18:26 Monday, June 06 2008

hardware hates me

Today was not at all fun. Yesterday morning, I checked email from work to discover that several systems, all in the same rack, suddenly fell off the network on Saturday night at 10PM. I figured that there must have been some kind of power outage. Sadly, I was mistaken. I came in this morning to find all the systems in that rack powered up, and humming along. Rather than the power going out, the network died on that rack. At first, I thought that perhaps the switch failed. I tried power cycling the switch, and that seemed to help for about 20 seconds initially, but then everything once again fell off the network. I was almost convinced that the switch was flaky when I noticed that the LED for one of the systems on the switch was flashing so fast that it was almost on solid. I powered down that system, and suddenly everything came back on the network. So it wasn't the switch, but a system that had gone off a cliff, and started flooding the network with a broadcast packet storm.

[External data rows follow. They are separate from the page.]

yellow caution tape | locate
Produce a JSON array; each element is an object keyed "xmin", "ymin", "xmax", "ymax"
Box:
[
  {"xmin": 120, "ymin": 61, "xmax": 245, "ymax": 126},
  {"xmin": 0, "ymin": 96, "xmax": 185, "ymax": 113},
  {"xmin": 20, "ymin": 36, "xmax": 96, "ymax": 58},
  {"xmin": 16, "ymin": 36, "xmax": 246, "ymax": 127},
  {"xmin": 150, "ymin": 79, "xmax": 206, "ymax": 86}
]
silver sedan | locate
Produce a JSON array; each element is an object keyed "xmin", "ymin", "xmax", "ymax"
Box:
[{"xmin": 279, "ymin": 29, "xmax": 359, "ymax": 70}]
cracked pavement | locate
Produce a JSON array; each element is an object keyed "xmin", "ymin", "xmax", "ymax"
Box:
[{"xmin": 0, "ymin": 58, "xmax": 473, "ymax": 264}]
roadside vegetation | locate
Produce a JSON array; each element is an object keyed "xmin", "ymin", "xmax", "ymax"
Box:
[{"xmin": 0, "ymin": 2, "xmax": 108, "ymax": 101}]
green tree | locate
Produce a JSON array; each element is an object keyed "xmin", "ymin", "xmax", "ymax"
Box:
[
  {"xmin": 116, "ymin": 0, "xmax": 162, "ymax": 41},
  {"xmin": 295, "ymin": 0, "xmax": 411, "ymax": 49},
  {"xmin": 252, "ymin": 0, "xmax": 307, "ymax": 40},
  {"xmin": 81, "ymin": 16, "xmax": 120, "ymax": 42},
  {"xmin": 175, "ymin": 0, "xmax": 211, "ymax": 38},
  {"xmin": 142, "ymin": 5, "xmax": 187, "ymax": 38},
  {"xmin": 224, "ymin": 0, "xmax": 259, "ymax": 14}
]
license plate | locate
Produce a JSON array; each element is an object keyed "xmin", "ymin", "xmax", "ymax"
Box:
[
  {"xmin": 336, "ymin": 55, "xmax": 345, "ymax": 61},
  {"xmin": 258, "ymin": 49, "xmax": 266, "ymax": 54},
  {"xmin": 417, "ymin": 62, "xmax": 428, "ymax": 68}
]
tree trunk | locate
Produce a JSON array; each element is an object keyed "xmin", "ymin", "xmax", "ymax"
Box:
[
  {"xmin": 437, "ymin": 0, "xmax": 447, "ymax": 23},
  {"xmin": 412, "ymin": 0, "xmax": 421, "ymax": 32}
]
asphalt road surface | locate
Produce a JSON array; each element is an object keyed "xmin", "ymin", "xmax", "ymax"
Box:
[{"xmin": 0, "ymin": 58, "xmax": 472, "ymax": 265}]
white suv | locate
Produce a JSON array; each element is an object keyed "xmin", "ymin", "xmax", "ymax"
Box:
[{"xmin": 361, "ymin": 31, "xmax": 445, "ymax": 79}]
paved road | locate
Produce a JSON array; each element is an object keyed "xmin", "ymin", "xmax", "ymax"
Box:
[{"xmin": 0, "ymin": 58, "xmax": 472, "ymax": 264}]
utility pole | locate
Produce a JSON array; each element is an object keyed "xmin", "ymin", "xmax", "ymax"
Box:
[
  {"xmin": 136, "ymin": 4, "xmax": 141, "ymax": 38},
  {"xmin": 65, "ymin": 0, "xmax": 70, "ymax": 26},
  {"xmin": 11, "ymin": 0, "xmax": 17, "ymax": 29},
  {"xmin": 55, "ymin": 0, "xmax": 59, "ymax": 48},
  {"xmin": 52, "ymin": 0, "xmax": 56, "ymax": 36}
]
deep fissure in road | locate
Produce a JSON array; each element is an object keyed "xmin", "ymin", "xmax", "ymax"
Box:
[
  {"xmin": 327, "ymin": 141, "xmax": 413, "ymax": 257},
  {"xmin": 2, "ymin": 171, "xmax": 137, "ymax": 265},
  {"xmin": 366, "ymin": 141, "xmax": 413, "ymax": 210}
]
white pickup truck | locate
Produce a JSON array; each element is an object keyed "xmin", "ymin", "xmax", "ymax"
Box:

I got that temporarily under control, and moved onto the next fire.
A few weeks ago we ordered a bunch of Apple hardware for future test growth. One of the systems is an Apple Xserve. We received them about 2 weeks ago, but I've been so busy with many other things that I didn't get to unboxing them until today. I started with the Xserve, since I had never actually used one before. The thing wouldn't POST (or whatever it is that Apple hardware does during its initial self-test process). It powered up, the fans whirred, the LED's flickered, but no video at all. After reseating the RAM, and cursing at it, I ended up calling Apple's support. The guy that I spoke to was very friendly, and well meaning, but seemed to be as perplexed as I was. The first thing that he had my try was to reseat the mezzanine card. This card is about 4 sq. inches, and plugs into the motherboard, with this wacky looking proprietary slot going out the back of the case. In order to reseat it, I had to remove 6 different screws. Sadly, this process didn't make any difference. Next he suggested that I just plug any random PCI-E graphics card into the system and try to use that instead of the mezzanine card. I questioned why this would work since the Mac workstations will not work with any random graphics card, since they required the Mac EFI, but this guy insisted that it should work. Alas, it did not. Next he suggested that I use something called "Apple Remote Desktop (ARD)" to connect to the system. Besides the fact that I don't have ARD, I kinda needed to know the IP of the system for this, and since this was the first time I had booted it up, I had no clue what its IP address was (or even if it was booting far enough to get one). Surprisingly, this system had a real serial port. After quite a bit of trial & error on the speed of the port (the guy didn't know what it was), we finally discovered that 56.7k is the default speed of the serial port, and with that (and a handy "screen /dev/ttyS0 56700" on my Linux system, I got a tty. Apparently the default root password is the serial number of the server. Apple is overnight'ing me a new mezzanine card, with the assumption that its the bad component. I'm not holding my breath.